(A 20 minutes de l’Ermitage du Rebberg)
Qu’est-ce qui se cache dans le vieux nom de la rue Fossé-des-Tours ?
Les bourgeois se réunissaient pour des exercices de tir
Commençons par la fin du mot. « Rain », en vieil allemand, désigne un espace couvert d’herbe, qui marque souvent une limite ou une séparation. Ainsi, la bande inculte que, en certaines régions, on laissait subsister entre deux champs, pour qu’on soit sûr que personne n’empiète en labourant sur le terrain du voisin. Dans nos régions, on a aussi appelé « Rain » un pré, surtout avec un talus, à proximité de la ville, en bordure des remparts ou du fossé.
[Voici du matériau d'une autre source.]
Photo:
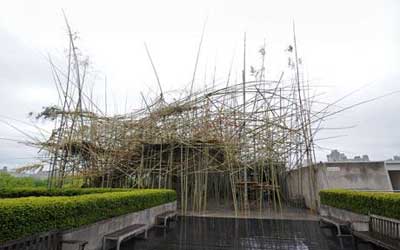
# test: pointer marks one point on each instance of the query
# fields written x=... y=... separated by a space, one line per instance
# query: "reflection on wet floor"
x=206 y=233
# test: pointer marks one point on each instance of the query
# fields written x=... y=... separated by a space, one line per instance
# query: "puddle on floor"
x=207 y=233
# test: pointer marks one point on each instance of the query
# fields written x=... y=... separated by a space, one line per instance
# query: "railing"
x=385 y=226
x=44 y=241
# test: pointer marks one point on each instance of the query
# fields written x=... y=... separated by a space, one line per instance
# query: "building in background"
x=336 y=156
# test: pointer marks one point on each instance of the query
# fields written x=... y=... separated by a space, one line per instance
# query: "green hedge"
x=26 y=192
x=27 y=216
x=379 y=203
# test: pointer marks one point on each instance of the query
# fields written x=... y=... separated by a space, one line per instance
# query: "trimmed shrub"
x=363 y=202
x=27 y=216
x=9 y=181
x=26 y=192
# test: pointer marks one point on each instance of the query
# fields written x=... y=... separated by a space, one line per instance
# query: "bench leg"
x=339 y=231
x=355 y=243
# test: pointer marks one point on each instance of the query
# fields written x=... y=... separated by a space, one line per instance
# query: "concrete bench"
x=81 y=244
x=124 y=233
x=335 y=222
x=383 y=232
x=164 y=217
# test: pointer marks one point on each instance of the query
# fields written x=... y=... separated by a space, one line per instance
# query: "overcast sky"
x=344 y=45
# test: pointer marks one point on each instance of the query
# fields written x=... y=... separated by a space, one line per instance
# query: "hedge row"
x=384 y=204
x=26 y=192
x=27 y=216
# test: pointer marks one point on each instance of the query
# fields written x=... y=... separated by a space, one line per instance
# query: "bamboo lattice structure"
x=229 y=144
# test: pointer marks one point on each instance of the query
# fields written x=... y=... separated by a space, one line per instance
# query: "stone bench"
x=124 y=233
x=383 y=232
x=335 y=222
x=81 y=244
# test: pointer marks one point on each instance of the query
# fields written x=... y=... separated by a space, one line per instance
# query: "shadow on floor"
x=205 y=233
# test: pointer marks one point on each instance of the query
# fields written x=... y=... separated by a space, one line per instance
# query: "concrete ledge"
x=359 y=222
x=93 y=233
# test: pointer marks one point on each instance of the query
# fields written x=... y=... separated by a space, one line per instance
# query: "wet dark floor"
x=205 y=233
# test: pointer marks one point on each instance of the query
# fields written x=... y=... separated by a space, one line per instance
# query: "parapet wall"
x=346 y=175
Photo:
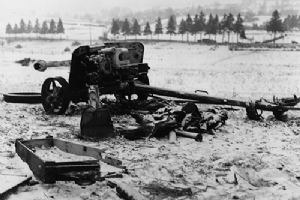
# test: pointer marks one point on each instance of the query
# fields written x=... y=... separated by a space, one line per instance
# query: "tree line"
x=191 y=25
x=45 y=28
x=201 y=25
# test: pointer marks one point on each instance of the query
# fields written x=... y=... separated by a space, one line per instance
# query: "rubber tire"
x=23 y=97
x=65 y=88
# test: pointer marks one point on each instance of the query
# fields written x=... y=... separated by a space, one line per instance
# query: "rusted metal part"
x=82 y=172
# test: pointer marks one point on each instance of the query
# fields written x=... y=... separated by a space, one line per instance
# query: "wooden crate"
x=51 y=171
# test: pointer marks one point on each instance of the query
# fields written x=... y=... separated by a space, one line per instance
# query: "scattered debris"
x=75 y=43
x=67 y=49
x=18 y=46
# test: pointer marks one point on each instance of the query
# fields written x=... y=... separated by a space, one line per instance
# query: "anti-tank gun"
x=118 y=68
x=111 y=68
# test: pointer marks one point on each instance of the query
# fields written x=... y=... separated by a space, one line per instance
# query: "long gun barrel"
x=251 y=107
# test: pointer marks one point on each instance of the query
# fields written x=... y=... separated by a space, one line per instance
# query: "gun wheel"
x=55 y=95
x=280 y=115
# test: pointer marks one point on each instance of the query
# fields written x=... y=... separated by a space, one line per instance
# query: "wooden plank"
x=125 y=190
x=10 y=182
x=36 y=164
x=78 y=149
x=47 y=142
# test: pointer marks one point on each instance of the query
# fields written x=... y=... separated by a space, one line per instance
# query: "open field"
x=245 y=159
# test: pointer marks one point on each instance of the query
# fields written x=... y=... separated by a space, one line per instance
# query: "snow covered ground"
x=245 y=159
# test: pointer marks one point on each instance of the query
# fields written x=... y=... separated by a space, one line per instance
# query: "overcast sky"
x=19 y=7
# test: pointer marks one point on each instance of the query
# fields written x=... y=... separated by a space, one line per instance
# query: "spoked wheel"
x=55 y=95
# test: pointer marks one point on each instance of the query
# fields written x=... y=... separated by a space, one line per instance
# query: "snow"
x=262 y=157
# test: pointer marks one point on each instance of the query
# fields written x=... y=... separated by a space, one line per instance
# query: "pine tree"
x=52 y=28
x=115 y=28
x=223 y=26
x=126 y=28
x=136 y=28
x=202 y=22
x=229 y=25
x=29 y=27
x=209 y=25
x=60 y=27
x=158 y=27
x=238 y=27
x=275 y=25
x=171 y=28
x=196 y=26
x=44 y=28
x=215 y=27
x=9 y=29
x=147 y=29
x=182 y=28
x=36 y=28
x=16 y=29
x=189 y=25
x=22 y=28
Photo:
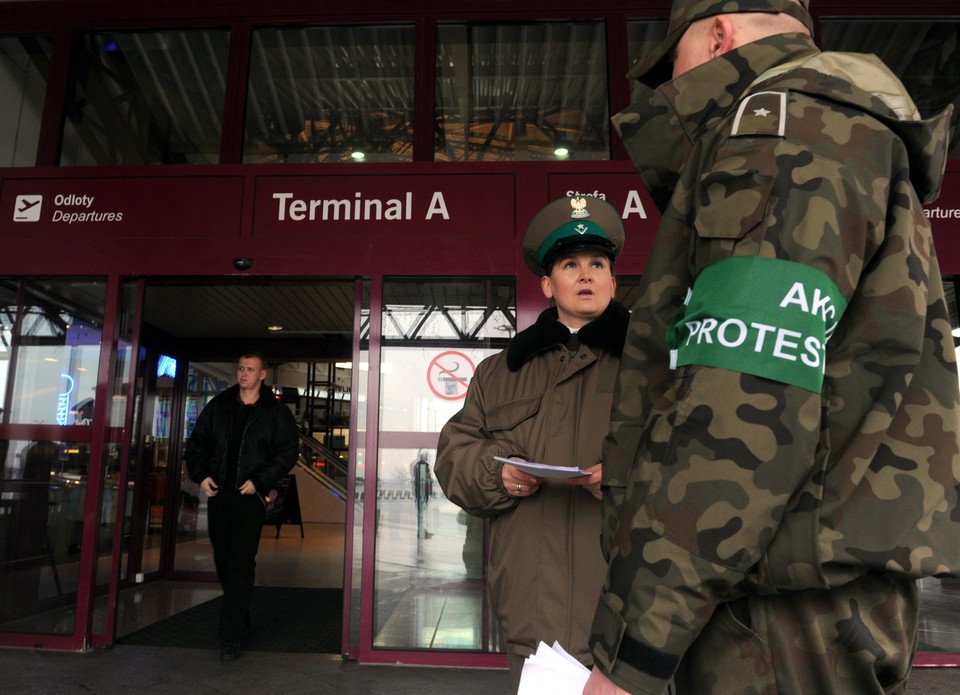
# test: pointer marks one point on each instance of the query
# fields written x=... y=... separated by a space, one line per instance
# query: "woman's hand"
x=516 y=482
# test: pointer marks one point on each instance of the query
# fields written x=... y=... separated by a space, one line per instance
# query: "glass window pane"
x=642 y=37
x=42 y=496
x=522 y=92
x=151 y=97
x=924 y=54
x=330 y=94
x=24 y=64
x=57 y=353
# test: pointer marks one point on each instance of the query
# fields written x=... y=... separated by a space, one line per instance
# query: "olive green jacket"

Pourquoi « Schiessrain » ? On y reconnaît le verbe « schiessen », « tirer ». C’est là que les bourgeois se réunissaient pour des exercices de tir, parfois de véritables concours, où pouvaient être conviés ceux d’autres villes. Entendons-nous sur ce qu’était un « bourgeois » : pas forcément quelqu’un qui menait une vie particulièrement cossue, mais un homme qui détenait le « droit de bourgeoisie », qui était citoyen de la ville, avec les devoirs que cela comportait. Entre autres, celui de contribuer à sa défense.
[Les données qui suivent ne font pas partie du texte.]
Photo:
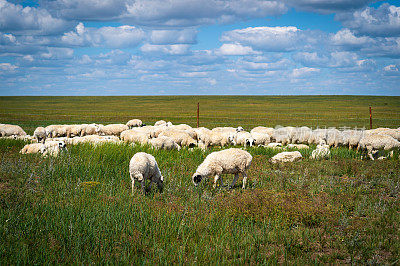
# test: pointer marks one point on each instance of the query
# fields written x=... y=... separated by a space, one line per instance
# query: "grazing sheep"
x=164 y=142
x=112 y=129
x=230 y=161
x=260 y=138
x=297 y=146
x=40 y=134
x=180 y=137
x=132 y=135
x=160 y=123
x=7 y=130
x=144 y=166
x=286 y=156
x=134 y=123
x=241 y=138
x=89 y=129
x=321 y=152
x=371 y=143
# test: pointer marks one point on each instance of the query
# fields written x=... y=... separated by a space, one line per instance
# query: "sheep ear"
x=197 y=178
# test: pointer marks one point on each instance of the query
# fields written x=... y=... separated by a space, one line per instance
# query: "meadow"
x=78 y=208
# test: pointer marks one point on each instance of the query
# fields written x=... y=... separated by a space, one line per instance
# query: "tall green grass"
x=78 y=209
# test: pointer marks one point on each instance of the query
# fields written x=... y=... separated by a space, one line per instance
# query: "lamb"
x=180 y=137
x=135 y=136
x=7 y=130
x=144 y=166
x=260 y=138
x=112 y=129
x=230 y=161
x=374 y=142
x=164 y=142
x=297 y=146
x=40 y=134
x=134 y=123
x=286 y=156
x=242 y=138
x=321 y=152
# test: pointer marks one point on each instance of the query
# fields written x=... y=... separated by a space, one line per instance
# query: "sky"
x=207 y=47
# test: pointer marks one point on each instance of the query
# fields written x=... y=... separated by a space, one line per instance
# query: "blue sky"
x=187 y=47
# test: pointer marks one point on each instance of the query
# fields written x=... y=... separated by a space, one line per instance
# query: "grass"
x=246 y=111
x=78 y=208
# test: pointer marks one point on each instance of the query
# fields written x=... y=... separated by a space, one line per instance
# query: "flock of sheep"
x=164 y=135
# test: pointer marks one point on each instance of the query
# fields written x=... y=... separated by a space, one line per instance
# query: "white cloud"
x=185 y=36
x=113 y=37
x=174 y=49
x=194 y=12
x=235 y=49
x=15 y=18
x=383 y=21
x=304 y=72
x=265 y=38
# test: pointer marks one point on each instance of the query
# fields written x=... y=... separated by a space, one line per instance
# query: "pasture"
x=78 y=208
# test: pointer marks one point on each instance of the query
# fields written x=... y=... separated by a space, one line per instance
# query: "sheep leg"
x=216 y=177
x=244 y=180
x=234 y=181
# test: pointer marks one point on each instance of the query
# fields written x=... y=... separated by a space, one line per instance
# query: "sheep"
x=263 y=130
x=160 y=123
x=164 y=142
x=134 y=123
x=230 y=161
x=89 y=129
x=40 y=134
x=301 y=135
x=321 y=152
x=260 y=138
x=374 y=142
x=54 y=131
x=242 y=138
x=7 y=130
x=297 y=146
x=112 y=129
x=132 y=135
x=286 y=156
x=180 y=137
x=144 y=166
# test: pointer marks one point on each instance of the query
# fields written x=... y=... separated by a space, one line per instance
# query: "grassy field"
x=246 y=111
x=78 y=208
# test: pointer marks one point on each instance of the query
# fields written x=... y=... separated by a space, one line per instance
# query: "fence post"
x=370 y=118
x=198 y=113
Quand ces braves gens sortaient sur le Schiessrain, chacun avec son arme, ce n’était donc pas simplement pour s’amuser, même s’il y a fort à parier que l’ambiance ne devait pas être triste. L’entraînement au tir constituait une nécessité en des temps où la ville ne pouvait compter que sur ses bourgeois pour se défendre en cas d’attaque ou de siège. Exactement comme, de nos jours, on n’imaginerait pas une unité militaire qui ne s’exercerait pas régulièrement au maniement d’armes. Et il fallait bien placer cette activité « extra muros », pour une question de sécurité.
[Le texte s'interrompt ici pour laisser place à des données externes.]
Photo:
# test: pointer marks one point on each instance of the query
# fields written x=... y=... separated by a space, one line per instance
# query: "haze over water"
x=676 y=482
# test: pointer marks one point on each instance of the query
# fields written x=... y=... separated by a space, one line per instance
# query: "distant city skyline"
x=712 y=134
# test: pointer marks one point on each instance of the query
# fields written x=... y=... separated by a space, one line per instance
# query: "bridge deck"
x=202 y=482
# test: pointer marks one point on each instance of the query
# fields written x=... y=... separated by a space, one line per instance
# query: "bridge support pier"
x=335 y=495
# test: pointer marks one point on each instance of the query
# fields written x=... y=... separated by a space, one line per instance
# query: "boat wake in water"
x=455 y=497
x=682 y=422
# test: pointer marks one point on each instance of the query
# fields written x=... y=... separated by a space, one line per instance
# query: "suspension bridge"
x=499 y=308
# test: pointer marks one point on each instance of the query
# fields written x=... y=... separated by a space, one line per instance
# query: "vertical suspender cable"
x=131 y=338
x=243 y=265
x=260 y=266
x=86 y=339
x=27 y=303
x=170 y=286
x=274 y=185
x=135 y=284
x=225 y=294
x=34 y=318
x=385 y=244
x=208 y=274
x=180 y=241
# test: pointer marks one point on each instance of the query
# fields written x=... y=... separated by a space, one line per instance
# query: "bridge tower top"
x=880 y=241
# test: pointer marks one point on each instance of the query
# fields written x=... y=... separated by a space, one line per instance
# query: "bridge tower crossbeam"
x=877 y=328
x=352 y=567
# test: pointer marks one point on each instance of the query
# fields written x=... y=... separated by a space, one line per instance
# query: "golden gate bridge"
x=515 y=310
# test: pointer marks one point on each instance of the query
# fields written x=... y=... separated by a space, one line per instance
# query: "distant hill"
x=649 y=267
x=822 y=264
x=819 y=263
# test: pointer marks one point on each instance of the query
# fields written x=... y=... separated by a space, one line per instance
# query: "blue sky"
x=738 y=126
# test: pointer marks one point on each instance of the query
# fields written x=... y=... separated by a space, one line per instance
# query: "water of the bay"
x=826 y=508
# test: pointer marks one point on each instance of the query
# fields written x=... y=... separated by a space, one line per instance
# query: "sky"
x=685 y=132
Bœrsch n’a pas le monopole du toponyme « Schiessrain ». On le trouve sur le cadastre de nombreuses villes, en Alsace, en Suisse, dans le pays de Bade, etc. Sur le « Schiessrain » de Strasbourg s’est déroulée au XVIe siècle la fameuse rencontre avec les Zurichois, qui avaient apporté sur leur bateau une bouillie de mil encore chaude à l’arrivée, pour montrer à quelle vitesse ils pourraient venir secourir leurs amis en temps de guerre. Aujourd’hui, à Strasbourg, on ne parle plus du « Schiessrain », mais il en reste le souvenir dans la « rue des Arquebusiers », le long du parc du Contades qui lui a succédé.
Oui, là où les habitants de la rue Fossé-des-Tours n’entendent de coups de feu qu’à la télévision, là aussi ont tonné jadis des arquebuses.